MCR’s Guitar Night began five years ago as an homage to an instrument that can do just about anything, and our Guitar Night shows have been built around wildly different picking pathways. This year, our (roughly) annual ex-string-vaganza had a more thematic focus, thanks to an alliance with the Chet Atkins Appreciation Society. And on an extraordinary and unprecedented Tuesday night edition of Roots, we experienced the down home grace and intricate dexterity of Chet inspired and Chet styled playing from some of the world’s experts and up and comers. The diversity came from their ages, which spanned more than 50 years.
We led with the veteran and consummate showman Thom Bresh. I’ve long wanted him on the show, and whether dancing on his strings alone or with the backing of the Endless Road Strings (a wonderful quartet that came on and off all night with various pickers), Bresh proved the joyful virtuoso and general raconteur I expected. Opener “Coupe De Ville” was a Roger Miller-esque rumination on coming to Nashville with big dreams but living, cheerfully, in your car. He offered lyrical lushness in the instrumental “Diana.” Besides getting loads of swing and energy out of his fingers on intricate numbers like “Vermillion” he kept it all easy going and warm with his personality.
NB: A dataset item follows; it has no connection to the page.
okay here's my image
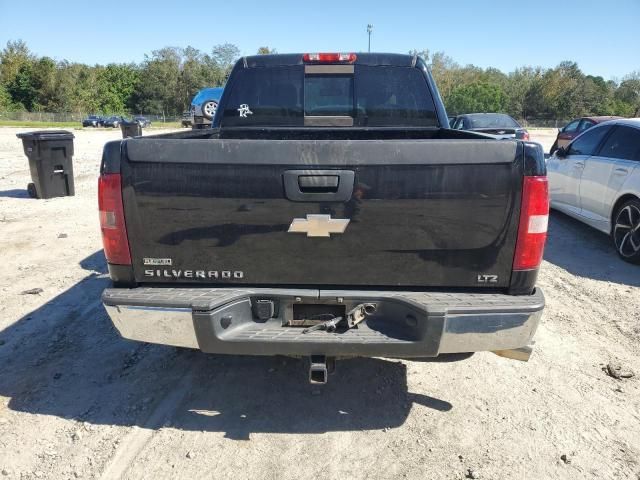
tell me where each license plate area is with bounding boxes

John Knowles followed with his more classical approach on a nylon string guitar. His “Happy Again” had a Sunday in the park feeling, like jazz done by Debussy. He called up the versatile Pat Bergeson for a romantic and nuanced harmonica lead on “The Nearness of You.” John spidered his left hand all over his fretboard like tiny game of Twister on a Jerry Reed number, and he sang of Chihuahuas, against mariachi strings.
The next two sets made for a glimpse of the future as we segued from 14-year old phenom Parker Hastings to Nashville cat Jonathan Brown, each playing solo, finger-style flat-top guitar in his own way and salted with his own personality. After a 1960s pop feeling “Music To Watch Girls By” Hastings brought on Richard Smith for a Chet/Jerry Reed duo guitar tour de force. Brown’s playing was a bit more serene and atmospheric. There was still a pronounced thumb pattern keeping a groove, but more dark and dissonant chords in “The Old Spring House” and extravagant arpeggios in “Lillie Mae.” Best of all he played “Mr. Sandman,” which simply had to happen on a Chet night, and he did a great job.
The Hot Club of Nashville is a local institution, but I’ve never heard them sound better than Tuesday. They told me it was their third gig in three days, so the limberness and tightness showed. Guitar masters Richard Smith and Pet Bergeson sat side by side on stage right, each with his own approach. Smith is one of the world’s top fingerstylists on nylon string flattop. Pat plays (in this band) an electric archtop with a pick. The only thing better than their complimentary soloing were their frequent two-part worked out riffs and motifs. Meanwhile, effervescent Annie Sellick sang in the middle with her usual flair and delight. Aaron Till played sweet swinging violin to her left, and he also offered some fantastic vocals. We were all just mesmerized by the sweet and featherweight “Fiddling Around,” which had that June Cash kind of humor and swinging musical integrity that could only, and I mean only, be done this well by folks who live and breathe Nashville music. Richard kicked off the final song with a full, graceful guitar chorus of “You Do Something To Me” with light band backing, then they all swung full on for another duet by Annie and Aaron that could have been in a great 1961 movie.
Cheeky John Knowles must have come up with his concept for the Nashville Jam weeks ago and been busting to let us have it. It’s a Chet Atkins original called “Jam Man” and that’s what they did. A calm two-chord vamp with little high pitched filigree notes gave everyone chances to stretch out. Six stellar guitar players took their turns. It was indeed a jam, man. And all for the gentleman from Luttrell, TN who figured out how to make a band with his right hand.